Dave Dougherty: Well, having just experienced the car rental situation with a friend of mine, I was looking at the prices and he, you know he tends to be on the cheaper side of of things and I said, screw, screw it. The premium car is only $20 more. I will pay the $20 because $5 a day. For a nicer car is worth it to me when what we're talking about is a lot of driving to and from places.
Sure. Right. Because then I don't show up on my vacation and I get stuck in a, you know, Volkswagen golf with all of our luggage, with all of our, you [00:10:00] know, and we're just crunched, like mm-hmm. Nope. Nope. Not happening. That's not how I travel.
Alex Pokorny: Yeah. Which there's a lot, there's a lot of context there and mm-hmm.
There's a lot of nuance there as well, which I think that, to Ruthie's point of her definitions, I think that really gets into the agent that people are talking about versus the agent that we've seen a lot today, which is more of those automated workflows, which would be, go to this website, find this thing, select it, go through this purchase process, use the saved credit card, purchase it, which that's a workflow.
There's, there's, I think a good line there, Hy.

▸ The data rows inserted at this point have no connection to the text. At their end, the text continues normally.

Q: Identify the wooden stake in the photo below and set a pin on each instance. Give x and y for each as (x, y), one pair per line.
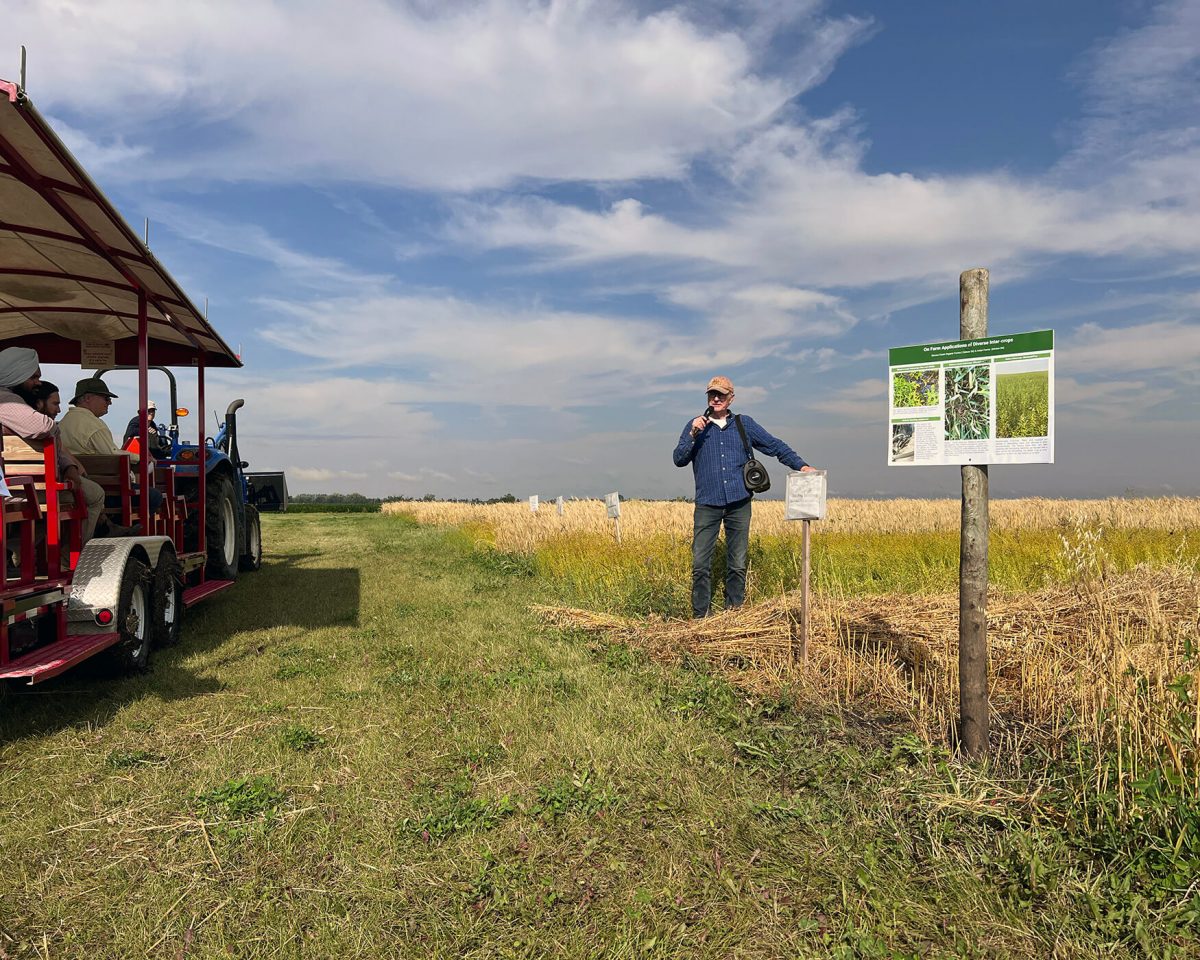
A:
(804, 589)
(973, 708)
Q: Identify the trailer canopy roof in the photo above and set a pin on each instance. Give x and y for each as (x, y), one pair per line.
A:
(71, 269)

Ruthi Corcoran: Some of the thoughts come to mind as we talk through this. And I'm also thinking about, Alice, your original question of sort of like what it concurrently do and sort of what, what do we think it can do or sort of where is it trending that it may be isn't quite, but we see, we see little bits and pieces of it is kind of how I see it.
So first I wanna just. Put a note that if you put a high schooler or intern on this, they might [00:11:00] not have the full thought process. Oh, I know. Yeah. We might be giving too much credit, but I think it's a really good analogy. But like a workflow to me is more like an intern or a, you're out, you, you have your documentation.

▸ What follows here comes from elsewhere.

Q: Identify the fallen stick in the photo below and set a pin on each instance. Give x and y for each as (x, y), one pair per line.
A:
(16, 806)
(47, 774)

You go, go execute, said documentation.
Dave Dougherty: I'm glad you brought that up because you are talking
Ruthi Corcoran: about
Dave Dougherty: question. The intelligence of high schoolers publicly. So thank you for bringing that one up, Ruth.
Ruthi Corcoran: Not I'm setting the bar low. Go ahead and jump.
But then I think about like the, the sort of more agentic piece that we're talking more about an assistant or a trained coworker, right? Mm-hmm. It's, it's, you know, that extra layer. And what I notice is, a, a couple of things. First is one of the, we talked about this a little bit, Alex, of this convergence idea of you've got you've got the natural language, so now you can, you can talk to your computer, [00:12:00] which I think we brought that up too as an idea of like, now you can speak to the computers.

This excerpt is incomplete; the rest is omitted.